Enteignungen sind nach Haitis Verfassung von 1987 legal, aber was legal ist, muss nicht auch moralisch richtig oder effektiv sein. Mangel an sicheren Eigentumsrechten kann zu andauernder, wirtschaftlicher Stagnation führen. Ohne wirtschaftliche Freiheit haben Haitianer keine Planungssicherheit und leben von einem Tag auf den anderen. Mangel an Planungssicherheit verhindert langfristige Investments und somit auch Wachstum und Entwicklung.
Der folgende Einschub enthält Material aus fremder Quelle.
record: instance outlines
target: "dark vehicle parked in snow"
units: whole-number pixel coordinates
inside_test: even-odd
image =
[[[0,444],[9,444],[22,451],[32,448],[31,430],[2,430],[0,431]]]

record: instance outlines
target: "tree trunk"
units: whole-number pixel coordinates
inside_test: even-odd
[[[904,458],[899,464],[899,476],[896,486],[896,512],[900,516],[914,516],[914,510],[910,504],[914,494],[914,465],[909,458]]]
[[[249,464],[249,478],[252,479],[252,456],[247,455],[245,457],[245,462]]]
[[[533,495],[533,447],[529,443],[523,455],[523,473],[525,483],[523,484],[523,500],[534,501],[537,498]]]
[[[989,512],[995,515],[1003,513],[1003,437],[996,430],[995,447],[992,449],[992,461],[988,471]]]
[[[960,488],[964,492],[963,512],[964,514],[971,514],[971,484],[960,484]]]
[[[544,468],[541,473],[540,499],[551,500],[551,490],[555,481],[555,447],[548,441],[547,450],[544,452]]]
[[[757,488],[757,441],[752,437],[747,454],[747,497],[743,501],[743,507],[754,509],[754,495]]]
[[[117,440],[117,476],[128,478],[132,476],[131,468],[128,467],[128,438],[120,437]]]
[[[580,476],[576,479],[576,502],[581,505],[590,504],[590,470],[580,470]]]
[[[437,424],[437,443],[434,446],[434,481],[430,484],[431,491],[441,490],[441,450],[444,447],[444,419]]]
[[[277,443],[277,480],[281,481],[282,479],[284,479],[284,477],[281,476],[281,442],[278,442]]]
Ich schlage nicht vor, dass die Regierung von Haiti untätig sein sollte, während die Haitianer unter wirtschaftlichen Härten leiden. Die haitianische Regierung sollte allerdings die Eigentumsrechte ihrer Bürger respektieren, sie verteidigen und nicht gegen grundlegende Menschenrechte verstoßen. Dezentrales Wissen, gute Institutionen und das Unternehmertum Einzelner werden für Fortschritt sorgen. Die Staatsgewalt mag zwar in der Lage sein, kurzfristig Ziele zu erreichen – langfristiger Fortschritt jedoch ist für Haiti nur durch wirtschaftliche Freiheit möglich.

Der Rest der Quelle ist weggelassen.